By Ann Fisher
The Columbus Dispatch
Copyright 2007 The Columbus Dispatch
All Rights Reserved
Ohio — Congress has been asked to establish Sept. 22 as National First Responders Appreciation Day.
Union County already sets aside Sept. 11, but despite all our “Hallmark holidays,” a national day seems an obvious choice.
Perhaps that would be the case if the request weren’t part of a parallel effort to fund a national communication system for emergency responders. Such a system might have stemmed the confusion after the attack on the World Trade Center and again after Hurricanes Katrina and Rita.
But where money, Congress and national priorities are concerned, the answer is never simple. In the case of a national day for first responders, it should be.
I’m thinking about the most-recent news photographs of firefighters working in frigid temperatures, icicles dripping from every conceivable surface.
Monday’s single-digit temperatures forced firefighters to battle hypothermia as well as the blaze that claimed the Old Bag of Nails Pub on the Near East Side.
Investigators think the fire was started on purpose.
I’m also thinking about the firefighters and other first responders who die in the line of duty.
And I’m thinking about an angry mayor I interviewed nine years ago.
A minor ice storm had swept the region the night before. I was assigned to make the usual calls throughout southeastern parts of central Ohio and beyond, to check for damage and troll for stories.
Most of the reports were routine: fender benders, cars off the road, schools closed. Then, just to wrap up with a New Lexington police dispatcher, I again asked, “So, nothing really interesting to report, eh?”
She paused and said, “Well, you heard about Crooksville, right?” That was nine years ago yesterday.
Today, I still can hear the Crooksville mayor screaming at me over the phone. When his quote appeared on the front page the next day, the story didn’t mention the volume.
He was understandably upset, struggling to make sense after losing two volunteer firefighters in a fire that morning.
I had pressed all day for an interview, and when I finally got him on the phone, I asked the grieving mayor to tell me about David Theisen and Stephen Carletti.
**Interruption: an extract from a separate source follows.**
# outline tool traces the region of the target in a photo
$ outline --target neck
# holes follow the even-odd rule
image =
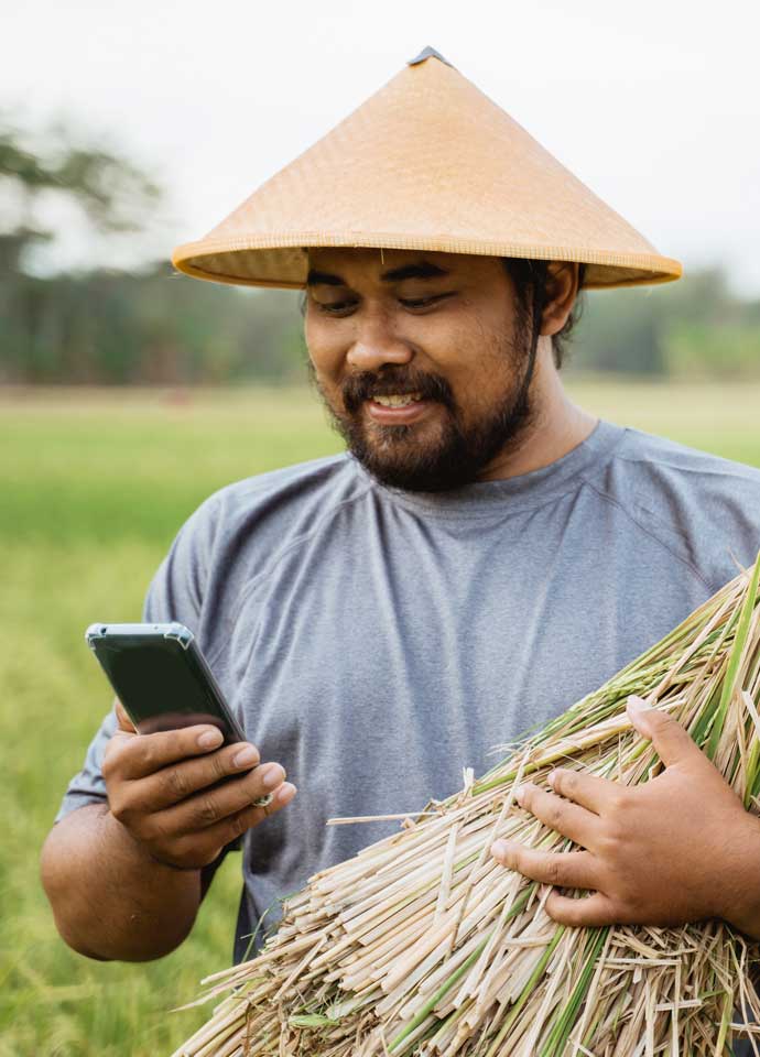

We already knew that Theisen was a 29-year-old bachelor who had recently attained his dream of working full time on a professional force, the Westerville Fire Department. But he still volunteered for the Crooksville department.
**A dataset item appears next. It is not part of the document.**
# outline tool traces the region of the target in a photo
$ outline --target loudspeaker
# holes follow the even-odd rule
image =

And we knew that Carletti was a 43-year-old father of three who worked full time as a forklift operator and volunteered with his wife, an emergency medical technician.
I wanted to know what they were like, however. And that was just about all the foolishness Mayor Douglas Cannon could take.
“They were volunteer firemen, and I think that pretty much tells you what they were like,” Cannon bellowed.
“A person who walks into a smoke-filled house fighting flames for no pay, a person who puts their life on the line because they want to do good — that pretty much tells you what kind of men they were.”
He probably wanted to cap that with, “OK, dummy?”
Cannon was still mayor when he died about seven years later, in 2005. I’d like him to know that I get it. I’d like him to know that the whole country does and that Congress will prove it.